Todo para nuestra comodidad, como siempre. El asunto apesta a Gran Hermano, pero no ha habido mucha indignación al respecto. Normal, porque identidad digital tenemos todos. Desde el internauta jubilado hasta los neonatos, que nacen con el móvil bajo el brazo –es alarmante lo rápido que los padres sueltan al crío el cachivache al más mínimo berrido–, ya vivimos de cara al público, notorios y expuestos. Estas semanas una empresita de monedas virtuales se dedicó a escanear el iris del personal a cambio de criptomonedas y la Agencia Española de Protección de Datos decidió cerrarles el chiringuito. Quién sabe si por integridad moral o por mera competencia, porque la información es poder y el iris es algo que la inteligencia artificial aún no puede replicar. Pero no hay mejor metáfora de nuestros tiempos que ofrecer ese iris único y nuestro a cambio de unos criptosestercios –o como quieran llamarlos– invisibles que se mueven en un universo paralelo y a los que cuesta encontrar aplicación práctica en el mundo real.

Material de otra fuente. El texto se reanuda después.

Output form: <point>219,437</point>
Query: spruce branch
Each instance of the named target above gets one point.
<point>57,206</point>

Así que la Unión Europea no hace otra cosa que contagiarse del modus vivendi actual y convertirlo en ley. Lo que comenzó como un pequeño comité de regulación de intercambios comerciales se ha convertido en un ejército de burócratas rigiendo nuestras vidas. Otro personaje muy dado a la legislación de ideas, usos y costumbres es la señora Díaz, que estos días comparecía muy airada en diferentes medios, denunciando los horarios nocturnos de la hostelería y otros empleos y que éstos deben ser remunerados. Parece que la ministra de Trabajo no sabe mucho de convenios y pluses salariales por nocturnidad. Y sospecho que debe ser una persona un poco tristona, al estilo de ese fenotipo gallego melancólico, porque si defiende que los bares cierren a la una de la madrugada se entiende que no sale a tomarse un albariño pasadas esas horas. Más allá de eso, no puedo sino profesar cierta envidia a nuestra ministra activista: defensora de derechos y reclamadora de igualdades, alza la voz sobre todos los asuntos que ella misma y su ministerio podrían resolver. Denuncia sin responsabilidad y se manifiesta junto a los sindicatos, erigida en voz de los oprimidos en parte del imaginario colectivo. Talentazo.

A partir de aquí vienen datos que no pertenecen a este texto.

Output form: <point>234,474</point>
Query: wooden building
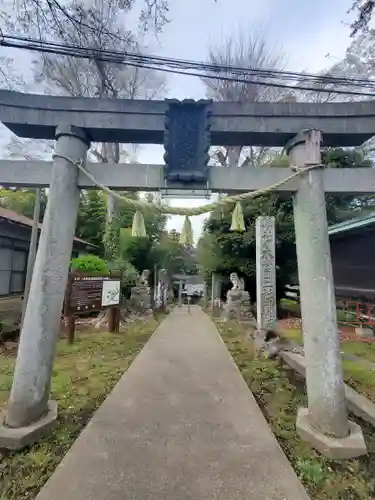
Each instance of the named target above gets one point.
<point>15,234</point>
<point>353,257</point>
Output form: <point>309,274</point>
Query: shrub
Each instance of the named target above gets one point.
<point>89,263</point>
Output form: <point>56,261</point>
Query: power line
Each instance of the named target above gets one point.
<point>178,66</point>
<point>193,64</point>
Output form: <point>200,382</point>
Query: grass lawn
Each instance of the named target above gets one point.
<point>83,375</point>
<point>279,392</point>
<point>356,374</point>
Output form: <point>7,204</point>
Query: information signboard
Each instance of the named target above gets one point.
<point>91,293</point>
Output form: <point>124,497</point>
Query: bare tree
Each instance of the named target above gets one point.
<point>42,13</point>
<point>251,50</point>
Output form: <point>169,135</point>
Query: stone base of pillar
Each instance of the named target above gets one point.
<point>334,448</point>
<point>20,437</point>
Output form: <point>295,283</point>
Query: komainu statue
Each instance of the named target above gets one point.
<point>238,301</point>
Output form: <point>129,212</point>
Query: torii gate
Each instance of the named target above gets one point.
<point>187,129</point>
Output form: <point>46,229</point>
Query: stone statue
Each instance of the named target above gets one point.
<point>140,298</point>
<point>143,280</point>
<point>238,301</point>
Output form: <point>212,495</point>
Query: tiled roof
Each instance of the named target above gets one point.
<point>356,223</point>
<point>26,221</point>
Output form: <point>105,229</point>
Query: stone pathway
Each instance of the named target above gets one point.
<point>181,424</point>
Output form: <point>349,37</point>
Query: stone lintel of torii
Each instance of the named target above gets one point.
<point>325,422</point>
<point>148,177</point>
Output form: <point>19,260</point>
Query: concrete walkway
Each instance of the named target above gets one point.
<point>181,424</point>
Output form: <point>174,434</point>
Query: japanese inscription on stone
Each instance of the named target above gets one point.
<point>266,272</point>
<point>91,293</point>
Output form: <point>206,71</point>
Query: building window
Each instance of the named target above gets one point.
<point>5,270</point>
<point>12,270</point>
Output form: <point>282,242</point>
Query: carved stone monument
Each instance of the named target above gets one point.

Sospecho que tanto la Unión Europa como Yolanda Díaz buscan lo mismo: que lo individual sea indistinguible del resto, o, en otras palabras, que no seamos nadie. Tanto da si es por disponer de una identidad digital como producto de supermercado o por transformar nuestras mediterráneas costumbres de barra de bar y vida nocturna en una suerte de luteranismo tristón. Son dos vías diferentes para acabar en el mismo punto. Ante este afán de auditoría pública, uno entiende más que nunca esos versículos del evangelio de San Mateo donde defendían que las buenas obras quedaran ocultas porque "tu Padre, que ve en lo escondido, te recompensará". Así deberían dejarnos vivir: como un parroquiano de bar, íntimo y a la vez anónimo, notorio en la barra y oculto en una vida que no se le conoce fuera de ella.